Investor enthusiasm in the United States decreases temporarily due to tariff concerns
Headline: Institutional Investors Brace for Complex Economic Environment in 2025
Subhead: KPMG research highlights the impact of tariffs, geopolitical factors, and technology trends on investment strategies
The US economy is expected to continue its steady, moderate growth in 2025, according to a recent survey by the U.S. subsidiary of Big Four accounting firm KPMG. However, this growth environment is accompanied by a complex investment backdrop, driven by factors such as tariffs, geopolitical shifts, and market volatility.
Conor Moore, global and U.S. head of KPMG Private Enterprise, attributes the optimism of venture capital firms to significant LP funding and the potential for significant technology changes in the next 36 months. The survey included investors working in asset management (46%), venture capital (29%), and private equity (25%).
The survey results indicate that investor optimism for the longer term (beyond 18 months) has crept up between the two surveys. In January and February, 84% of investors were very optimistic or somewhat optimistic about growth prospects beyond 18 months. This number grew to 92% when investors were asked again in April. Among the investor groups, venture capital respondents had the highest level of optimism for economic growth beyond 18 months (95%).
In this steady but complex economic environment, diversification is critical. A balanced and diversified portfolio strategy tends to outperform more concentrated bets during 2025’s volatile conditions. International diversification gains appeal due to high valuations in US equities (S&P 500 trading at about 22x forward earnings) and comparatively lower valuations in international markets. Over 40% of S&P 500 earnings are from international operations, so direct investment abroad can offer better value and risk mitigation.
Tariffs and immigration reforms enacted in 2025 are reshaping economic drivers, affecting inflation, consumer spending, and investment patterns, especially in manufacturing sectors. Higher tariffs and immigration reforms create uncertainty and potential cost pressures for US manufacturing, potentially slowing growth in this area. Institutional investors are thus advised to maintain flexible allocations and seek opportunities outside sectors heavily exposed to tariff-induced risks.
The Trump administration's stated goal in increasing tariffs is to bring manufacturing back to the United States. However, geopolitical fragmentation and policy changes could foster selective opportunities in defense, infrastructure, and sectors benefiting from reshoring or automation, changing the manufacturing landscape. Thematic and active management strategies focusing on AI, automation, energy demand, and geopolitical shifts could provide compelling opportunities amidst structural changes in the economy.
In conclusion, institutional investors in the US in 2025 face a steady but complex economic environment influenced by tariffs and geopolitical factors. The suggested approach emphasizes diversification (including international exposure), liquidity, flexibility, and focus on thematic trends like AI and industrial shifts. Tariffs contribute uncertainty mainly to manufacturing, making selective, flexible positioning advisable rather than heavy concentration in exposed sectors. Nearly half (47%) of respondents anticipate an economic recession in the next 18 months.

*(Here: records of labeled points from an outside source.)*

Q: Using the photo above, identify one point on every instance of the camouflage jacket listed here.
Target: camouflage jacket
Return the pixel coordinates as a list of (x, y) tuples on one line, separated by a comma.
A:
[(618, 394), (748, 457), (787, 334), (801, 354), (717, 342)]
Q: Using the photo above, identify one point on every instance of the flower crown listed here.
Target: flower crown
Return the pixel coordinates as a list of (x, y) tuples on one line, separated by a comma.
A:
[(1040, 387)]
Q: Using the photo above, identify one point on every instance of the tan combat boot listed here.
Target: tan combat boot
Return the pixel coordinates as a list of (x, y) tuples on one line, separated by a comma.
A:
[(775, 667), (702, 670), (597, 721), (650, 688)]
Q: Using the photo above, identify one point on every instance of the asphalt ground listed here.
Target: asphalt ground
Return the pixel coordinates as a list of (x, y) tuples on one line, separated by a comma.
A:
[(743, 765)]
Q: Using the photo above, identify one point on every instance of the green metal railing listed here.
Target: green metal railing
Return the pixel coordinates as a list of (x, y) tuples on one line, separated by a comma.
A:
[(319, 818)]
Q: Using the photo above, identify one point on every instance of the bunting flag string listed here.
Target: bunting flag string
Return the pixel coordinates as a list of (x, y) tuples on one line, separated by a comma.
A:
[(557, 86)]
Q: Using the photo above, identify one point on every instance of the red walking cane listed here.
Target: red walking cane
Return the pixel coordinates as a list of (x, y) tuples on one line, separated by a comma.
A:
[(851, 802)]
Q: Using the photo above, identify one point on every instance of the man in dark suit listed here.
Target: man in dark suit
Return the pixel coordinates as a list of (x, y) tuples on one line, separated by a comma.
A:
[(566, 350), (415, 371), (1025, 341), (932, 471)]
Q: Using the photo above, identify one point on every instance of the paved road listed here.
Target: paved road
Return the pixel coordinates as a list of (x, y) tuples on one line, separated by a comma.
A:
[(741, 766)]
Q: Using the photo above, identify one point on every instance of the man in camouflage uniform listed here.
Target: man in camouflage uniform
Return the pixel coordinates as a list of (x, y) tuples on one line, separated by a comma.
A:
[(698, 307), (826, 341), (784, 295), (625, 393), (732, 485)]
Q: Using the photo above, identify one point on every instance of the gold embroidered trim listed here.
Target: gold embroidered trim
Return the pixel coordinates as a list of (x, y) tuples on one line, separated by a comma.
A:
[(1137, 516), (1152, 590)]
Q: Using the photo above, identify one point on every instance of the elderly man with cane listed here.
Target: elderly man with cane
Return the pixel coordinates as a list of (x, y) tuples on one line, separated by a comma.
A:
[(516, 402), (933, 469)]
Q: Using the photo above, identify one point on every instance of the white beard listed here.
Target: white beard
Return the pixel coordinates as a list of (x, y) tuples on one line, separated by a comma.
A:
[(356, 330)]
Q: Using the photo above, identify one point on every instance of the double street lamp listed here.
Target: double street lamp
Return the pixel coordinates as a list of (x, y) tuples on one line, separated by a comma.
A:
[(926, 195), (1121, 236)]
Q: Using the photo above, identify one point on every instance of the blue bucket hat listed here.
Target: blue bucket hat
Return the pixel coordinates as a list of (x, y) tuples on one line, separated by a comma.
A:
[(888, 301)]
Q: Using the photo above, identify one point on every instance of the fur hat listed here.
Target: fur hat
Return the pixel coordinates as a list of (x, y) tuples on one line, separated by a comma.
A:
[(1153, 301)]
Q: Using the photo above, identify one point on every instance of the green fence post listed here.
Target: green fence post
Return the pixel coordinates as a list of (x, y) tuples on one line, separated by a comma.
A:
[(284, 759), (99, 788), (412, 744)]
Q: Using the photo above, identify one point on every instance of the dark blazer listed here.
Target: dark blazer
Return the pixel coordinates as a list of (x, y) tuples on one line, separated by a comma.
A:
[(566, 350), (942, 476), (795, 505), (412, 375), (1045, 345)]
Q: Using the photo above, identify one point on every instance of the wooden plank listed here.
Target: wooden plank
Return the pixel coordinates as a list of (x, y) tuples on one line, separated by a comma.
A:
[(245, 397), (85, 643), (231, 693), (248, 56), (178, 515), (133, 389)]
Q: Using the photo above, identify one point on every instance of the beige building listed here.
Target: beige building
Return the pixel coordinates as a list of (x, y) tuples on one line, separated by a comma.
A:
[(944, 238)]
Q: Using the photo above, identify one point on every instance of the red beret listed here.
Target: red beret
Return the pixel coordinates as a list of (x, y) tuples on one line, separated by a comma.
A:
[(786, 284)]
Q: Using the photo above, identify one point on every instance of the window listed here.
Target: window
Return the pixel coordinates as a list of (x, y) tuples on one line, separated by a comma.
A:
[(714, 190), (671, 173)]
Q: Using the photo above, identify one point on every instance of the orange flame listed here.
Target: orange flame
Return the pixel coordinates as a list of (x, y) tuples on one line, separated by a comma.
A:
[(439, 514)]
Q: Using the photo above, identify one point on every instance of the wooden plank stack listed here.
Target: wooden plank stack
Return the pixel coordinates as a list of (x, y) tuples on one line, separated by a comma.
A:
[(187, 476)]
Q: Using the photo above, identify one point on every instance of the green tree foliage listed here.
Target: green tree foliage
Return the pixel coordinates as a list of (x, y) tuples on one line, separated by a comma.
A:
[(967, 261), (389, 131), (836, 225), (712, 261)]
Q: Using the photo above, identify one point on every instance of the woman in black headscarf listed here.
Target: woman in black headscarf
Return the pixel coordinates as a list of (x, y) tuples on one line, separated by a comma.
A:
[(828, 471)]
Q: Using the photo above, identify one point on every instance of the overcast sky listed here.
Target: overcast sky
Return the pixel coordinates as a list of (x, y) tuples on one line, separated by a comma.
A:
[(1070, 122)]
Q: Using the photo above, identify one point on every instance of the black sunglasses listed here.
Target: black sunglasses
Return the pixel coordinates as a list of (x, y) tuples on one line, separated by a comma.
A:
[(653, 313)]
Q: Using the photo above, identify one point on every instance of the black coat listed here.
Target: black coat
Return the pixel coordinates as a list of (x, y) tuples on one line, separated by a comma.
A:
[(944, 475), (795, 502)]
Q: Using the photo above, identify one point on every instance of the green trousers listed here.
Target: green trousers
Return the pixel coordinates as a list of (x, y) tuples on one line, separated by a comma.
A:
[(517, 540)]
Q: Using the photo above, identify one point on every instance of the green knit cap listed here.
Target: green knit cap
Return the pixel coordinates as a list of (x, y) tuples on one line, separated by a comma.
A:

The research showed a decline in near-term optimism among 300 institutional investors based in the U.S. Four in 10 respondents expect the current economic uncertainty to last between six months to a year.
- Institutional investors in the US are bracing for a complex economic environment in 2025, with a focus on growth opportunities that involve significant capital, especially in sectors benefiting from reshoring or automation.
- The diversification of portfolios is critical in the complex economic environment of 2025, with a balanced and diversified portfolio strategy tending to outperform more concentrated bets during volatile market conditions.
- In this steady but complex economic environment, equity investments in international markets can offer better value and risk mitigation, given the comparatively lower valuations and high valuations in US equities.
- Tariffs and geopolitical factors, such as immigration reforms and geopolitical fragmentation, are reshaping economic drivers, affecting sectors like manufacturing, consumer spending, and investment patterns, necessitating selective and flexible allocation strategies.
- As the US economy remains in a steady but complex environment, research suggests that institutional investors should emphasize diversification, liquidity, flexibility, and focus on thematic trends like AI, industrial shifts, and geopolitical changes to navigate the uncertain economic landscape effectively.